Michael J. C. Gordon

Michael J. C. Gordon
Born (1948-02-28) 28 February 1948
Ripon, Yorkshire, England
Residence Cambridgeshire
Citizenship United Kingdom
Nationality British
Fields Computer Science
Institutions University of Cambridge
Alma mater University of Edinburgh
Thesis Evaluation and denotation of pure LISP programs: a worked example in semantics (1973)
Known for HOL theorem prover

Michael John Caldwell "Mike" Gordon FRS (born 28 February 1948) is a British computer scientist.

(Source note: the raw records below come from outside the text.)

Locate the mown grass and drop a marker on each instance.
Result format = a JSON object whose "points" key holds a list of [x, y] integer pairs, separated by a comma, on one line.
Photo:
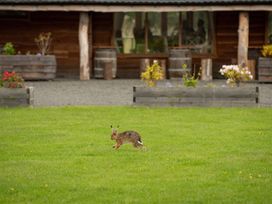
{"points": [[192, 155]]}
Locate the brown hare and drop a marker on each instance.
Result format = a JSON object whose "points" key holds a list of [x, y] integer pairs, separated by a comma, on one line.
{"points": [[126, 137]]}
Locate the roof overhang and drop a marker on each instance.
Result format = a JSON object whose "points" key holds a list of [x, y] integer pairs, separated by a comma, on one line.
{"points": [[134, 8]]}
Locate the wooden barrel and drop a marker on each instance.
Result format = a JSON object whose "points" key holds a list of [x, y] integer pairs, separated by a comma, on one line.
{"points": [[265, 69], [177, 60], [30, 67], [104, 57]]}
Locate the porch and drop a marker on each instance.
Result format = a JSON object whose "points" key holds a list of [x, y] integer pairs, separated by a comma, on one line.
{"points": [[77, 34]]}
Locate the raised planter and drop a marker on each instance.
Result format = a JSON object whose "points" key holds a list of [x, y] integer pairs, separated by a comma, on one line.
{"points": [[30, 67], [199, 96], [265, 69], [16, 97]]}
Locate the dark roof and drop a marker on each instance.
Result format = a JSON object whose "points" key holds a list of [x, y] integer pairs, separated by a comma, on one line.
{"points": [[135, 2]]}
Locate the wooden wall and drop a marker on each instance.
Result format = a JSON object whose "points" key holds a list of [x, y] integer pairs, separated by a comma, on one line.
{"points": [[64, 28], [226, 32]]}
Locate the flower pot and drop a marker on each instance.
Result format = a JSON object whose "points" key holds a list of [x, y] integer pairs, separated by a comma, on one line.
{"points": [[265, 69], [16, 96]]}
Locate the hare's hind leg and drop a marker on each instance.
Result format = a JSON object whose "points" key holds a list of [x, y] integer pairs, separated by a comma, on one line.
{"points": [[138, 144], [118, 144]]}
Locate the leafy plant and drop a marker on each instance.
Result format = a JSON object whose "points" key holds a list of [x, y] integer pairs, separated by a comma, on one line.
{"points": [[152, 74], [190, 80], [12, 80], [43, 42], [267, 50], [8, 49], [235, 74]]}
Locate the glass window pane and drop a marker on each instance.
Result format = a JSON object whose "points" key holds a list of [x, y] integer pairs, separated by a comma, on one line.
{"points": [[173, 29], [139, 33], [196, 31], [156, 41], [270, 28], [129, 32]]}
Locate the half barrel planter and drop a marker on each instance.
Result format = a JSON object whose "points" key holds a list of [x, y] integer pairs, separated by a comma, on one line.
{"points": [[30, 67], [10, 97], [265, 69]]}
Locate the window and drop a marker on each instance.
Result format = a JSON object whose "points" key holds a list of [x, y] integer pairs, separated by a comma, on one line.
{"points": [[156, 32], [270, 28]]}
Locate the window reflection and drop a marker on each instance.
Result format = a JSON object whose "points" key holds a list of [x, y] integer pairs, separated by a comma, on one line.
{"points": [[156, 32]]}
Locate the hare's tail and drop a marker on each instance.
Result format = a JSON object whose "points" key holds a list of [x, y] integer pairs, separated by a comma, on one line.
{"points": [[140, 142]]}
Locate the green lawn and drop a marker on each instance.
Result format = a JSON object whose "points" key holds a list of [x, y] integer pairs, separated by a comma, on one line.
{"points": [[192, 155]]}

Mike Gordon led the development of the HOL theorem prover. The HOL system is an environment for interactive theorem proving in a higher-order logic. Its most outstanding feature is its high degree of programmability through the meta-language ML. The system has a wide variety of uses from formalizing pure mathematics to verification of industrial hardware.

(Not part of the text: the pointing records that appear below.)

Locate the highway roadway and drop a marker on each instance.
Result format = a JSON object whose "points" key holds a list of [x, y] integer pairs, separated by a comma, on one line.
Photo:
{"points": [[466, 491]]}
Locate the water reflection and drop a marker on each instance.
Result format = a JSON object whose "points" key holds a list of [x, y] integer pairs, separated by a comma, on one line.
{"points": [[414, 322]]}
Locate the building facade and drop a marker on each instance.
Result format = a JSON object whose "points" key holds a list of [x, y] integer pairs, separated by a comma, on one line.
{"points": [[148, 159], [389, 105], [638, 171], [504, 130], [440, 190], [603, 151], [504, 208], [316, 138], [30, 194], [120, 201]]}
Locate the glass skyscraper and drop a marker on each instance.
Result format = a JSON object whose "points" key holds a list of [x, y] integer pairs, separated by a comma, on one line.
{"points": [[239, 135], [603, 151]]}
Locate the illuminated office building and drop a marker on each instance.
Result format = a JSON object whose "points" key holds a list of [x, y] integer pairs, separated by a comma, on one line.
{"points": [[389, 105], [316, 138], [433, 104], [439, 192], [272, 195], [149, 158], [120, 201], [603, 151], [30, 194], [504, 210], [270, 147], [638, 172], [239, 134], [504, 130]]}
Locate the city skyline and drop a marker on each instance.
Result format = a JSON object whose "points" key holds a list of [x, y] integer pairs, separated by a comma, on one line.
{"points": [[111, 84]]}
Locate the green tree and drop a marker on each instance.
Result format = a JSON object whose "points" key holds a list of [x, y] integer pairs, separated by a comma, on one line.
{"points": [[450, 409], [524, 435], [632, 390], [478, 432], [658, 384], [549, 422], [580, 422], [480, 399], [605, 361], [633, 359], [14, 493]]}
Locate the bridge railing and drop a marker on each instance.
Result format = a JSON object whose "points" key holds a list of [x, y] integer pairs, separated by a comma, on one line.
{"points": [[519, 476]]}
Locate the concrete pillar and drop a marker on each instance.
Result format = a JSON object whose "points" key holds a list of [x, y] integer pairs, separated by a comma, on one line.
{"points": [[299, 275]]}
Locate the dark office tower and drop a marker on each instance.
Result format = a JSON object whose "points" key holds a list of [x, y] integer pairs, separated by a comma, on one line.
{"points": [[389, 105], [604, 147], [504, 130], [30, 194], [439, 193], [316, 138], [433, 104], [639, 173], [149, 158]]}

There has been a series of international conferences on the HOL system, TPHOLs.[1] The first three were informal users' meetings with no published proceedings. The tradition now is for an annual conference in a continent different from the location of the previous meeting. From 1996, the scope broadened to cover all theorem proving in higher-order logics.

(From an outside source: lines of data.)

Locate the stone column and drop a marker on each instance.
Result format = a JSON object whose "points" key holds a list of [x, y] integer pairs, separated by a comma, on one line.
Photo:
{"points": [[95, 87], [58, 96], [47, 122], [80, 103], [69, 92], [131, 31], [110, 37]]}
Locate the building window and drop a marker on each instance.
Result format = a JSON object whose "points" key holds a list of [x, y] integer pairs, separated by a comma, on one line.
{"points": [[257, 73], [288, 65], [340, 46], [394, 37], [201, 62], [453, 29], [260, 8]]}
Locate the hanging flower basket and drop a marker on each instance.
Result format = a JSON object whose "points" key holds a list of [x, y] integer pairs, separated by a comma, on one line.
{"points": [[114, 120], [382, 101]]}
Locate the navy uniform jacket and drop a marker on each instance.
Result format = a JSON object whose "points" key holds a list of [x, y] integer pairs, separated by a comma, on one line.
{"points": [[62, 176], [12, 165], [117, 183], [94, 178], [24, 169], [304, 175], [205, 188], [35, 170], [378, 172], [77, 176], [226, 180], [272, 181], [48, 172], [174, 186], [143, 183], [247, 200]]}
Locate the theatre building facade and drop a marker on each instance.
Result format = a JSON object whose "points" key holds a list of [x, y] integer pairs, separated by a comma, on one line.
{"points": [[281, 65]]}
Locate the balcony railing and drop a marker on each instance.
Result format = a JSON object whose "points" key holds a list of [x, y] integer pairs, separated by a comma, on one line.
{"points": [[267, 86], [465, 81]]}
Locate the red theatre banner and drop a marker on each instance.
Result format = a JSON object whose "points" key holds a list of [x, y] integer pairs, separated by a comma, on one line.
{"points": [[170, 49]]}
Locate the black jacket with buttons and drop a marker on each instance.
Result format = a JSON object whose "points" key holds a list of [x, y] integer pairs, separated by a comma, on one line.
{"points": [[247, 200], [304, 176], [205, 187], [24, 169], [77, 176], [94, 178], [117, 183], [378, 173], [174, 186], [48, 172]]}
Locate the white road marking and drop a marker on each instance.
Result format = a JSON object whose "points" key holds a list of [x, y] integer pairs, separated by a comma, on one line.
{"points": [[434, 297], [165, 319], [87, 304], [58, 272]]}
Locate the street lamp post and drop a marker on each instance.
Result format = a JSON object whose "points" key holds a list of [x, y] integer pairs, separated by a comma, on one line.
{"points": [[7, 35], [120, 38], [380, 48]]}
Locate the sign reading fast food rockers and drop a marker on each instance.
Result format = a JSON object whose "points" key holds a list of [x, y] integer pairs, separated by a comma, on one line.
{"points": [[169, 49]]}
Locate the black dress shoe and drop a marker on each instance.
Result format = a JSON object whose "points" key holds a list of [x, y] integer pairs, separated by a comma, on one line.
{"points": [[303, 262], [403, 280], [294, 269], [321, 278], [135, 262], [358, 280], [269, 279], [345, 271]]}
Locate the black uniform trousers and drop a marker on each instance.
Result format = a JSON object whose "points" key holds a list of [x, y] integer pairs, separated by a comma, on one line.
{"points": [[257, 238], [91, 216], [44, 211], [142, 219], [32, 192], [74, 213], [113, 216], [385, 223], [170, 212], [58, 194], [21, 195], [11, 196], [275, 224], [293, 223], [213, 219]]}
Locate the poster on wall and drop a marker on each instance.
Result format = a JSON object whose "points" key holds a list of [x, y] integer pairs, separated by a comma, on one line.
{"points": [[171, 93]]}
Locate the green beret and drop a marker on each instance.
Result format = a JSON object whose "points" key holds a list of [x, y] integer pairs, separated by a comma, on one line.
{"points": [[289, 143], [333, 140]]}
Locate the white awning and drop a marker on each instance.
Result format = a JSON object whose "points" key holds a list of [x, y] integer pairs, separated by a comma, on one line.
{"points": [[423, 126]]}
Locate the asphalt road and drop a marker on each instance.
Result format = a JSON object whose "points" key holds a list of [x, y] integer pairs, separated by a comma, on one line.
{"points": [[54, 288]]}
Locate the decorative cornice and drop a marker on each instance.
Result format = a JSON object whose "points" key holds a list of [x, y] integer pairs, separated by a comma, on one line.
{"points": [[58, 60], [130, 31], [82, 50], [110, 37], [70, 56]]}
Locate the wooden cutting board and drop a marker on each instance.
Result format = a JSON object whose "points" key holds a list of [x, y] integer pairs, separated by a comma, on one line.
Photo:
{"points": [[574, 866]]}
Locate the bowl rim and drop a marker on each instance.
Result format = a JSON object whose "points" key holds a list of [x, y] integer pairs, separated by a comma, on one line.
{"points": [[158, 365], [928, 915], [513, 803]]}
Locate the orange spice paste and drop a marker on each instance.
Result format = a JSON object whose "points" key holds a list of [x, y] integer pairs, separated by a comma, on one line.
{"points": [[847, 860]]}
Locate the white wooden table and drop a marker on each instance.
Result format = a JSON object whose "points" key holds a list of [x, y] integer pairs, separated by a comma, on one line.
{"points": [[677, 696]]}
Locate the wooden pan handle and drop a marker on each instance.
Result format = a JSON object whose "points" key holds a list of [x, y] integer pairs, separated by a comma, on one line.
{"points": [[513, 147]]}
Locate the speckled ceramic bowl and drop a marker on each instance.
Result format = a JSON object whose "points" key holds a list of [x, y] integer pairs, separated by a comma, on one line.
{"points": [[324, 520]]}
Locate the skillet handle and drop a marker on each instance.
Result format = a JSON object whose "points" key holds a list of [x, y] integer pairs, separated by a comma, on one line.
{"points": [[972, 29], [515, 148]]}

Gordon was born in Ripon, Yorkshire, England. He gained his Ph.D. at University of Edinburgh in 1973 with a thesis entitled Evaluation and Denotation of Pure LISP Programs. He has worked at the Cambridge University Computer Laboratory since 1981, initially as a Lecturer and moving to Reader in 1988 and Professor in 1996. He was elected a Fellow of the Royal Society in 1994, and in 2008 a two-day research meeting on Tools and Techniques for Verification of System Infrastructure was held there in honour of his 60th birthday.[2]